A jovial narrator guides readers through this meandering story, Nicholson-Smith's conversational translation retaining Gallic eloquence. ... Readers will also fall under the spell of Fix's inexhaustible imagination, transferred onto the page as immense, richly detailed, golden-hued watercolor-and-ink illustrations.
A Parisian Metro ticket puncher follows a butterfly and his heart, searches for beauty, and loses his job in this beloved French classic. Thought-provoking and made relevant for a new generation, the enchanting artwork of the original is retained alongside a fresh English translation.

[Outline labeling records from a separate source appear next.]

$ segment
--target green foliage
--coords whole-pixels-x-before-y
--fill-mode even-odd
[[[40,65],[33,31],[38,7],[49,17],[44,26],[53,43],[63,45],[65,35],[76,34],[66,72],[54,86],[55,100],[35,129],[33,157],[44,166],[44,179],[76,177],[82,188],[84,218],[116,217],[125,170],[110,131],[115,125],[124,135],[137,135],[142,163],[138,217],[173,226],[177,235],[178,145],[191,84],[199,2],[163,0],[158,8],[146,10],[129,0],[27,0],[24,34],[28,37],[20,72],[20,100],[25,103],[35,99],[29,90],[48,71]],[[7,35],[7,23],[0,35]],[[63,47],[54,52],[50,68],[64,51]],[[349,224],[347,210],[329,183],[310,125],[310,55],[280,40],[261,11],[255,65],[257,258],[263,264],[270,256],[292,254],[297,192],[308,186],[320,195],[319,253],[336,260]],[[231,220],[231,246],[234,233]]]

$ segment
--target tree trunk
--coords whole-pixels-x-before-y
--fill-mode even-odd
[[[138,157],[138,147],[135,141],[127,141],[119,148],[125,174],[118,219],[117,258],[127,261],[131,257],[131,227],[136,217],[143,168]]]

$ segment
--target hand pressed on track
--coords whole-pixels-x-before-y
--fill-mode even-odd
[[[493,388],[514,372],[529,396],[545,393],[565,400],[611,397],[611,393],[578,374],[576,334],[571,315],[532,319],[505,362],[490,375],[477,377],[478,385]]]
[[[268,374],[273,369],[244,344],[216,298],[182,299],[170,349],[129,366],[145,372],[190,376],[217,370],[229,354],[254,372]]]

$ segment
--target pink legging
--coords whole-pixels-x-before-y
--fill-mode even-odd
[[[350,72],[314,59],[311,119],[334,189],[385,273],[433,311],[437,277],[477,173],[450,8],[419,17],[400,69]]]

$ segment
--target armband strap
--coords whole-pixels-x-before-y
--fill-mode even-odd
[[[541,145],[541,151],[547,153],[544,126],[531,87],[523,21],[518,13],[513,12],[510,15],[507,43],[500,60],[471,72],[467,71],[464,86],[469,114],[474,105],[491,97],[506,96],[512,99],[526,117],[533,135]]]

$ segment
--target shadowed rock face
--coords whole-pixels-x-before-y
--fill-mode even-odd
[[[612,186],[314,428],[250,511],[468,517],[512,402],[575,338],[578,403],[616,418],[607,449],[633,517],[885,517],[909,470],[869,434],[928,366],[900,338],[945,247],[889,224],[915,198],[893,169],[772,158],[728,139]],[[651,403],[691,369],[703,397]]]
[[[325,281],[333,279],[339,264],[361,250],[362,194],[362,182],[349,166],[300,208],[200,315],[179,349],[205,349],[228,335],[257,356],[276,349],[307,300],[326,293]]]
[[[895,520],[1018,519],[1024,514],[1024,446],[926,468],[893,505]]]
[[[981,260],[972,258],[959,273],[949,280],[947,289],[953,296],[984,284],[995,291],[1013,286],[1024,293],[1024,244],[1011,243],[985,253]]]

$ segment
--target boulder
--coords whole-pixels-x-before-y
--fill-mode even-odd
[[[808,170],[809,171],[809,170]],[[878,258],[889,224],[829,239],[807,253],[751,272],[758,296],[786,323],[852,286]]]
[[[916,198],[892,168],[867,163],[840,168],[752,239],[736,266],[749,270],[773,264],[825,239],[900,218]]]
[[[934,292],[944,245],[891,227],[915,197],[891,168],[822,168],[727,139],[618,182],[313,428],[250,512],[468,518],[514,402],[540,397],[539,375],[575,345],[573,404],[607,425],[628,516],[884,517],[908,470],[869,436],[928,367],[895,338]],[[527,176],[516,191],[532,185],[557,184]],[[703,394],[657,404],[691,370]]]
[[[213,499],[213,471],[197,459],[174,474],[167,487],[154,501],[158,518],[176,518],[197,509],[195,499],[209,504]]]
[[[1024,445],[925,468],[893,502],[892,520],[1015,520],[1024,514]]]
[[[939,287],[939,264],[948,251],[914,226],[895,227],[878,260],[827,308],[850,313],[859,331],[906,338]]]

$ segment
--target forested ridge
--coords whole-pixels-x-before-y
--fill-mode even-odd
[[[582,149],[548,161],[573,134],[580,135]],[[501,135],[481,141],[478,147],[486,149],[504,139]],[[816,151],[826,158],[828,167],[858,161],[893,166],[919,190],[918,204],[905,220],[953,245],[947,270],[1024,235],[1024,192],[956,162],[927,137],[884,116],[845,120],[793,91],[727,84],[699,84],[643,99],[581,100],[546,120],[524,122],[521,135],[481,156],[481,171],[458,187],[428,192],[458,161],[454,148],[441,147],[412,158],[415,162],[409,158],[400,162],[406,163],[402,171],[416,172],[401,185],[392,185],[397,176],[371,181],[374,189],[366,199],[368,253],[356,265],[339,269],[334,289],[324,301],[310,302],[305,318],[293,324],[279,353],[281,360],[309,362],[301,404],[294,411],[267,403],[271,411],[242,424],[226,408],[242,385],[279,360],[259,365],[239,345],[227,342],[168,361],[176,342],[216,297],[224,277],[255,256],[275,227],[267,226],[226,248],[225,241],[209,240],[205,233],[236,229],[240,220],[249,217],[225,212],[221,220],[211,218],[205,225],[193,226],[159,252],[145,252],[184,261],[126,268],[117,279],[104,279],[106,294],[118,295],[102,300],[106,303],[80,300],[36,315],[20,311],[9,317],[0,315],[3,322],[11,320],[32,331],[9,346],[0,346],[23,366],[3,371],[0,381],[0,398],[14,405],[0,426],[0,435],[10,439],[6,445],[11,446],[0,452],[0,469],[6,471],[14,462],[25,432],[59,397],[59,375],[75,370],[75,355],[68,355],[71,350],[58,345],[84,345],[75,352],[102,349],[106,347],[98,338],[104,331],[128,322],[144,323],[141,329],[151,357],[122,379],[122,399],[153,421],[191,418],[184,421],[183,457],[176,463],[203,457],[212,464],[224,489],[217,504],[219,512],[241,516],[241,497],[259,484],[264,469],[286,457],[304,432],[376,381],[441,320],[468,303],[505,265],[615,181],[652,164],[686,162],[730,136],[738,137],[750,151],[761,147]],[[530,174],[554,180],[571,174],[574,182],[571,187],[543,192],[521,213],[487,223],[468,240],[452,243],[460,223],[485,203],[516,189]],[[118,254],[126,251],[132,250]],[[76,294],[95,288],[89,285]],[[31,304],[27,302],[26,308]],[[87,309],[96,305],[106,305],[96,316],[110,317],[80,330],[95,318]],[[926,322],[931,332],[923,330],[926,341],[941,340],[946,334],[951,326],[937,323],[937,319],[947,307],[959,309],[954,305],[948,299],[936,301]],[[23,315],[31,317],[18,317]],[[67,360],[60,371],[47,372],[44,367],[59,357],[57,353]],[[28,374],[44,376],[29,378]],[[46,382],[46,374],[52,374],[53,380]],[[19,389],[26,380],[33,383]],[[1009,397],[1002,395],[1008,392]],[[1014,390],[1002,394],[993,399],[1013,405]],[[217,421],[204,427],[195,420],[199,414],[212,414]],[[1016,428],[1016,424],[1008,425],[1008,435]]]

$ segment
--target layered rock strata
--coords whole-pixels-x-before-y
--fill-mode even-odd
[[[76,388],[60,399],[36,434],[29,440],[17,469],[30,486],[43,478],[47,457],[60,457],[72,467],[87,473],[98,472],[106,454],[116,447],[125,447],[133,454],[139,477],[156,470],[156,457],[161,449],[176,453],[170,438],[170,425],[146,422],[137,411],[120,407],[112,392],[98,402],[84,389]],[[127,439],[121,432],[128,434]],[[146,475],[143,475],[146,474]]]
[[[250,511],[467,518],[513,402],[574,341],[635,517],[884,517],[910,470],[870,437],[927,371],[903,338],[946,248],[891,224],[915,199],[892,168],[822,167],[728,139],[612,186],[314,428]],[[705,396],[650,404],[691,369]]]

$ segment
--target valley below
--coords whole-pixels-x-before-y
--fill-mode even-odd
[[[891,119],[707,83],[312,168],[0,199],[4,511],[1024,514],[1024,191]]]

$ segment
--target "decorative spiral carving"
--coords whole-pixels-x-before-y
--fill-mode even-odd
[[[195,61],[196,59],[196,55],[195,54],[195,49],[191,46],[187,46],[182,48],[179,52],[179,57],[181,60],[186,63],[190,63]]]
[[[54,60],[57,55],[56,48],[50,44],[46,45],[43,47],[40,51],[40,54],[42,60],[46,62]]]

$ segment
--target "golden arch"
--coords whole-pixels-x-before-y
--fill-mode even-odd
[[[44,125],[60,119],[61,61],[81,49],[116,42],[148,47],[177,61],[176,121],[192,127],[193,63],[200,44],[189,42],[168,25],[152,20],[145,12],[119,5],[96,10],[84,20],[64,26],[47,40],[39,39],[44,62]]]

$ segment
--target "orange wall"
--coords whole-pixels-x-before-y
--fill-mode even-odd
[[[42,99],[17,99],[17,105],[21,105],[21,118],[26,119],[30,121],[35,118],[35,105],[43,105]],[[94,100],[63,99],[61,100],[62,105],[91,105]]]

The winding tale leads Seraphin and his friends along an imaginative path of magical realism, where dolls come to life and heads really might end up in the clouds.
When I think about reading, I think not so much about single works, but more about various pieces of literature that complement my life and reality through fiction […] It is then when Seraphin comes to my mind – a book that my kids love, the same way I loved it when I was younger [...] Towards the end of the book, Seraphin's wonderful house is threatened by constructors, so he and his friend Plume decide to build a staircase towards the sky, by which every step they take and build they rise higher and are further from the ground. That's approximately how I felt as a reader of Seraphin, as if I too were climbing up a staircase without a start or without an end, leading me courageously throughout the unknown, full of memories and expectations, and always higher.
— Peter Stamm
Philippe Fix is a creator with an overflowing, off-beat, and funny imagination. He’s also an observer, curious about everything and attentive to the most whimsical details...the images dazzle and pop out of their frames... complex and provocative.